What Next? The Therapy Lull
Clients often hit a lull after about 3-6 months of therapy once they have some sense of resolution about whatever brought them in initially. The energy of the sessions starts to slow down a little bit and clients will often say that they don’t know what to talk about. This lull can be somewhat awkward and can produce anxiety both for the clients who feel a need to provide the content to discuss and for newer therapists who tend to feel a sense of pressure to want to problem solve with their clients. Many times this anxiety is enough for both therapist and client to make the interpretation that the work must be complete and end the therapy in order to relieve the anxiety. Unfortunately, this is often a missed opportunity for the work to go deeper.

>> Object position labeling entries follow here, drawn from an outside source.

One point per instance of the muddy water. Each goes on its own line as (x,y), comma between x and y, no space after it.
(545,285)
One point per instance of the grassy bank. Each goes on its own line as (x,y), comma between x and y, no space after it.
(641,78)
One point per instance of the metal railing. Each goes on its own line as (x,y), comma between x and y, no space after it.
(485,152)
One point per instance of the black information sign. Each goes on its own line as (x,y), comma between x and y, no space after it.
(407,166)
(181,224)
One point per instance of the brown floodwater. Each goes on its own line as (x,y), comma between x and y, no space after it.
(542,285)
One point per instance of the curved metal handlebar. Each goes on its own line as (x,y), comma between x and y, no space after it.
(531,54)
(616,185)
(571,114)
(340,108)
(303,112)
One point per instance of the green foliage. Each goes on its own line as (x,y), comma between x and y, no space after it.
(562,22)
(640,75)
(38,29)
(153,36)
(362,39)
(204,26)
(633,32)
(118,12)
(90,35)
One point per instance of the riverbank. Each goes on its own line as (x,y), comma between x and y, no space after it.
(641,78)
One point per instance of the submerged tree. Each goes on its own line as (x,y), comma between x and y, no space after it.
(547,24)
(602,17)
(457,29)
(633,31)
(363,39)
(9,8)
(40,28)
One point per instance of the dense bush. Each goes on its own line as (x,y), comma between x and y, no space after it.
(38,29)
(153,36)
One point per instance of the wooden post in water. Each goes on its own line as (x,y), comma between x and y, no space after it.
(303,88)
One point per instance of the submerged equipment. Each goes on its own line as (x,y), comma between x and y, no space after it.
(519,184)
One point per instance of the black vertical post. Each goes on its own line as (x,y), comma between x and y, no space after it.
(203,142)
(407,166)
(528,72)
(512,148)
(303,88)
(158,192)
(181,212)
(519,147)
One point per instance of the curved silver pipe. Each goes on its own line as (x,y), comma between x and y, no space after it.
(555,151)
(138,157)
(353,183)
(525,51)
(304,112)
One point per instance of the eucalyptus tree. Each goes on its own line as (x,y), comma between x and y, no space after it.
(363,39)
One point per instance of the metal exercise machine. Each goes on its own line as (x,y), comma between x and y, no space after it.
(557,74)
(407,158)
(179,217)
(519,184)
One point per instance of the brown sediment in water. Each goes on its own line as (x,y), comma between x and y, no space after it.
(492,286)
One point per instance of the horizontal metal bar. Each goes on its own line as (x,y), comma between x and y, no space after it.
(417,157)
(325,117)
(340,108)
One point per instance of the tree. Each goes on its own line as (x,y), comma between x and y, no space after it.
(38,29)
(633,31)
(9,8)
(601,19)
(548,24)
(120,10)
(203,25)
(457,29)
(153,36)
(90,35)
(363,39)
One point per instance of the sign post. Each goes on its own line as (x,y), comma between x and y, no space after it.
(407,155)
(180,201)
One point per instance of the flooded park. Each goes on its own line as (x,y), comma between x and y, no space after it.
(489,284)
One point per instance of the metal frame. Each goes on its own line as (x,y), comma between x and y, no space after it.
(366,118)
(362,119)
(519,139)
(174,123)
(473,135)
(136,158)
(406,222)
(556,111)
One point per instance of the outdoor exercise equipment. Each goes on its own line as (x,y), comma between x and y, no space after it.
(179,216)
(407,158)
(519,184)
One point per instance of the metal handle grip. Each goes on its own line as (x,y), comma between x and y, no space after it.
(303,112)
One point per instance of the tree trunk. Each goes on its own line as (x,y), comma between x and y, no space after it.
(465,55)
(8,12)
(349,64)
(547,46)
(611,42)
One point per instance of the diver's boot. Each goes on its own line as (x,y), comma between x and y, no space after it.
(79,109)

People initially come to therapy for a multitude of reasons. Most of the time they are experiencing difficulties in their present life situation that they feel stuck and unable to get out of on their own. This can mean people are feeling anxiety, depression, relational struggles, difficulties at work, parenting issues, lack of focus or motivation, etc. The list goes on. If you have ever skipped a stone across a calm body of water, you know that the stone makes quick contact with surface of the water at multiple points, but doesn’t sink into the depths of any of these points. The initial phase of therapy can be similar to these points of contact between the stone and the water. There are often clear topics to discuss and a higher amount of anticipatory energy as the topics are discussed, but once all of the points of contact have been touched upon, the energy tends to slow down. The skipping stone disappears from view as it sinks below the surface. Client and therapist can be left wondering what is next at this point. Solution focused therapists will often stop here with their clients and for some clients this is all they wanted and needed in that particular season of their life. The dilemma is that even though the present symptoms may improve, the core wounds from which the symptoms originate are often left undiscovered and unaddressed, which means that the symptoms will eventually resurface.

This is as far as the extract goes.